The White House has consulted an array of Republicans and Trump allies, including Laura Ingraham, the conservative radio host and political commentator. However, Ms Ingraham is not expected to take the press secretary position.
David Martosko, the US political editor of London's Daily Mail, who covered the president's campaign, has also interviewed for senior communications jobs, according to a person familiar with the interviews who spoke on condition of anonymity to discuss the private deliberations.
The possible changes for Mr Spicer were first reported by Bloomberg News and Politico.
Mr Spicer's public role has already diminished in recent weeks.
The White House has increasingly tapped Cabinet officials and other White House advisers to address reporters on camera and moved to take some of the daily briefings off cable television to keep the focus on Mr Trump, who makes a habit of watching the televised performances.
Mr Spicer spoke on Monday from the podium at an off-camera gaggle that barred broadcast outlets from using the audio of the question-and-answer session.
Asked about the changes, Mr Spicer said Mr Trump had spoken before cameras during an Oval Office meeting with the president of Panama and would later make remarks in front of the media at an event with technology leaders.
“There are days that I'll decide that the President's voice should be the one that speaks and iterate his priorities,” Mr Spicer said.
The White House has generally only used that excuse on days that the President has held a press conference or delivered a major speech.
Mr Spicer's briefings have been must-see TV during the start of the Trump era, beginning with his fiery, inaccurate claim that journalists wrongly portrayed the size of Mr Trump's inauguration audience.
He has been the subject of recurring skits by comic Melissa McCarthy on Saturday Night Live and his afternoon briefings have garnered strong ratings.

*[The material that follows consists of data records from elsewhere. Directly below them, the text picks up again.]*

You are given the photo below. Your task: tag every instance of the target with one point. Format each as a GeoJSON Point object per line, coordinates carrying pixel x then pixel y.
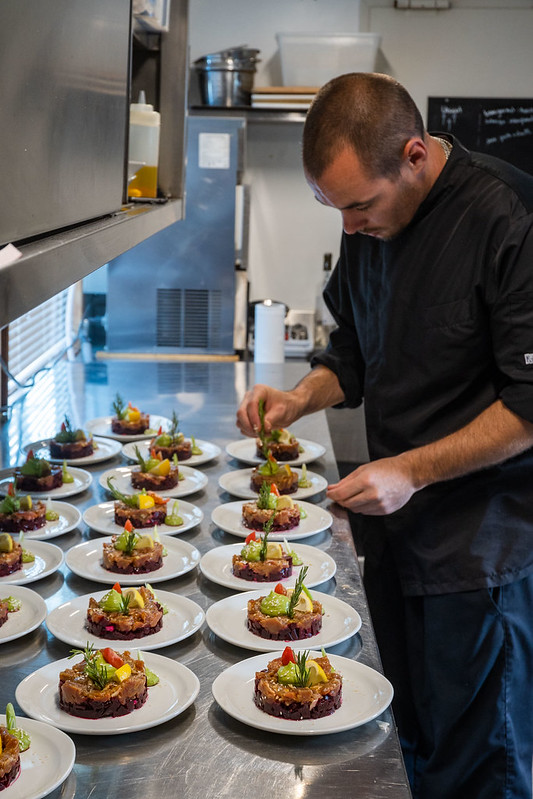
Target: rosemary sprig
{"type": "Point", "coordinates": [119, 407]}
{"type": "Point", "coordinates": [94, 671]}
{"type": "Point", "coordinates": [302, 672]}
{"type": "Point", "coordinates": [295, 596]}
{"type": "Point", "coordinates": [142, 463]}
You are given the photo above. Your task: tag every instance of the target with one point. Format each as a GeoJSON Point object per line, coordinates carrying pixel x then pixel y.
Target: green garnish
{"type": "Point", "coordinates": [94, 670]}
{"type": "Point", "coordinates": [264, 494]}
{"type": "Point", "coordinates": [119, 407]}
{"type": "Point", "coordinates": [13, 604]}
{"type": "Point", "coordinates": [22, 737]}
{"type": "Point", "coordinates": [298, 588]}
{"type": "Point", "coordinates": [174, 519]}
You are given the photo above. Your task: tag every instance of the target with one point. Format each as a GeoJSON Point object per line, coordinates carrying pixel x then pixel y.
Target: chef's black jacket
{"type": "Point", "coordinates": [433, 326]}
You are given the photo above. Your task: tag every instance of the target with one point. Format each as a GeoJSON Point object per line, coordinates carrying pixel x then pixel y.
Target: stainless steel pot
{"type": "Point", "coordinates": [226, 78]}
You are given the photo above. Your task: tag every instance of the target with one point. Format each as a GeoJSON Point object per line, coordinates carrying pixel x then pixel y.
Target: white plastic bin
{"type": "Point", "coordinates": [311, 59]}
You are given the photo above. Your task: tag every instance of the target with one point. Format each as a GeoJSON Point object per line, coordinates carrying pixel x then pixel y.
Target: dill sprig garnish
{"type": "Point", "coordinates": [302, 672]}
{"type": "Point", "coordinates": [119, 407]}
{"type": "Point", "coordinates": [264, 494]}
{"type": "Point", "coordinates": [295, 596]}
{"type": "Point", "coordinates": [94, 671]}
{"type": "Point", "coordinates": [264, 543]}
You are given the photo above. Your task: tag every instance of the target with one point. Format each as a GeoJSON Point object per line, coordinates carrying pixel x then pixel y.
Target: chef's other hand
{"type": "Point", "coordinates": [280, 409]}
{"type": "Point", "coordinates": [374, 489]}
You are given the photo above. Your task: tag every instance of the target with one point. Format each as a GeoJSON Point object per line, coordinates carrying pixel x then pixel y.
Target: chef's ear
{"type": "Point", "coordinates": [415, 153]}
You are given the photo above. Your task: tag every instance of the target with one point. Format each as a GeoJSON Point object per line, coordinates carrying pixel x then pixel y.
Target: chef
{"type": "Point", "coordinates": [433, 300]}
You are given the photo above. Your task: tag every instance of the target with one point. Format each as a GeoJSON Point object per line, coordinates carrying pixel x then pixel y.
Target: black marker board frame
{"type": "Point", "coordinates": [502, 127]}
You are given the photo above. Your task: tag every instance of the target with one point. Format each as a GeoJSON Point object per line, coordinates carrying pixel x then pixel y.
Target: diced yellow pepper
{"type": "Point", "coordinates": [146, 501]}
{"type": "Point", "coordinates": [123, 673]}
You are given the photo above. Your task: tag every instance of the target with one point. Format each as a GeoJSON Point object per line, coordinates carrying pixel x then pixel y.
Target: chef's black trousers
{"type": "Point", "coordinates": [462, 669]}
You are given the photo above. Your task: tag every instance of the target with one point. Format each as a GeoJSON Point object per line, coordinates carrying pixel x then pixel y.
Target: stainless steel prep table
{"type": "Point", "coordinates": [203, 752]}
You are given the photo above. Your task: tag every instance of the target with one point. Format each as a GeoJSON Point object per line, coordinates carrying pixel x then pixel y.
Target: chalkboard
{"type": "Point", "coordinates": [500, 127]}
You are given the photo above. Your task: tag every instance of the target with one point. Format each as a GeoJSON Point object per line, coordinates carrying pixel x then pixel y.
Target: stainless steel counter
{"type": "Point", "coordinates": [203, 752]}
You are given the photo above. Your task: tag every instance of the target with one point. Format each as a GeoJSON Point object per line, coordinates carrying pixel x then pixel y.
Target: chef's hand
{"type": "Point", "coordinates": [281, 410]}
{"type": "Point", "coordinates": [375, 489]}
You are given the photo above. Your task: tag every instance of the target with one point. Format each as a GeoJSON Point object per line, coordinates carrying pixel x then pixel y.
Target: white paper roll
{"type": "Point", "coordinates": [269, 332]}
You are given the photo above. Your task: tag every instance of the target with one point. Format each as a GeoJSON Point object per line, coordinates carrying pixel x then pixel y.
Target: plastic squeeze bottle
{"type": "Point", "coordinates": [143, 153]}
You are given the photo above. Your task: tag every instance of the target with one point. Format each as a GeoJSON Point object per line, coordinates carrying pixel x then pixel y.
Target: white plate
{"type": "Point", "coordinates": [227, 619]}
{"type": "Point", "coordinates": [84, 560]}
{"type": "Point", "coordinates": [184, 618]}
{"type": "Point", "coordinates": [177, 688]}
{"type": "Point", "coordinates": [244, 450]}
{"type": "Point", "coordinates": [237, 483]}
{"type": "Point", "coordinates": [216, 566]}
{"type": "Point", "coordinates": [102, 427]}
{"type": "Point", "coordinates": [194, 481]}
{"type": "Point", "coordinates": [106, 449]}
{"type": "Point", "coordinates": [81, 481]}
{"type": "Point", "coordinates": [209, 451]}
{"type": "Point", "coordinates": [45, 765]}
{"type": "Point", "coordinates": [228, 517]}
{"type": "Point", "coordinates": [28, 618]}
{"type": "Point", "coordinates": [365, 695]}
{"type": "Point", "coordinates": [48, 559]}
{"type": "Point", "coordinates": [102, 518]}
{"type": "Point", "coordinates": [69, 518]}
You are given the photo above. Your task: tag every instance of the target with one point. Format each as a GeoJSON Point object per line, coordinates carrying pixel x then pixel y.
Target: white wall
{"type": "Point", "coordinates": [477, 48]}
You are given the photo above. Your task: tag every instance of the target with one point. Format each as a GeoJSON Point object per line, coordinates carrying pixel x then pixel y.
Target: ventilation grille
{"type": "Point", "coordinates": [188, 318]}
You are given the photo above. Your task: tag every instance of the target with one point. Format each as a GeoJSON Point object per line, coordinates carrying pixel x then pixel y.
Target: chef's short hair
{"type": "Point", "coordinates": [369, 112]}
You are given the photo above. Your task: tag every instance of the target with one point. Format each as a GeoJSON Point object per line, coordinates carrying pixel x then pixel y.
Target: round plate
{"type": "Point", "coordinates": [244, 450]}
{"type": "Point", "coordinates": [237, 483]}
{"type": "Point", "coordinates": [194, 481]}
{"type": "Point", "coordinates": [102, 427]}
{"type": "Point", "coordinates": [227, 619]}
{"type": "Point", "coordinates": [28, 618]}
{"type": "Point", "coordinates": [105, 449]}
{"type": "Point", "coordinates": [84, 560]}
{"type": "Point", "coordinates": [48, 559]}
{"type": "Point", "coordinates": [46, 764]}
{"type": "Point", "coordinates": [228, 517]}
{"type": "Point", "coordinates": [102, 519]}
{"type": "Point", "coordinates": [209, 451]}
{"type": "Point", "coordinates": [69, 518]}
{"type": "Point", "coordinates": [81, 481]}
{"type": "Point", "coordinates": [216, 566]}
{"type": "Point", "coordinates": [184, 618]}
{"type": "Point", "coordinates": [177, 688]}
{"type": "Point", "coordinates": [365, 695]}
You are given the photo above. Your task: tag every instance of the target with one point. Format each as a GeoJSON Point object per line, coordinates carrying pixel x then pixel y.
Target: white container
{"type": "Point", "coordinates": [311, 59]}
{"type": "Point", "coordinates": [269, 332]}
{"type": "Point", "coordinates": [143, 149]}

In April the former Republican National Committee strategist apologised for making an “inappropriate and insensitive” statement comparing Adolf Hitler to Syrian President Bashar al-Assad by suggesting Hitler “didn't even sink to using chemical weapons.” His comments ignored Hitler's use of gas chambers to kill Jews.
Mr Trump threatened in May to shut down daily press briefings and told Fox News Channel at the time that Mr Spicer was “doing a good job, but he gets beat up.”
The President has long seen himself as his most effective spokesman, and has faulted his communications team for much of the early turbulence at the White House as well as the backlash from the firing of FBI Director James Comey.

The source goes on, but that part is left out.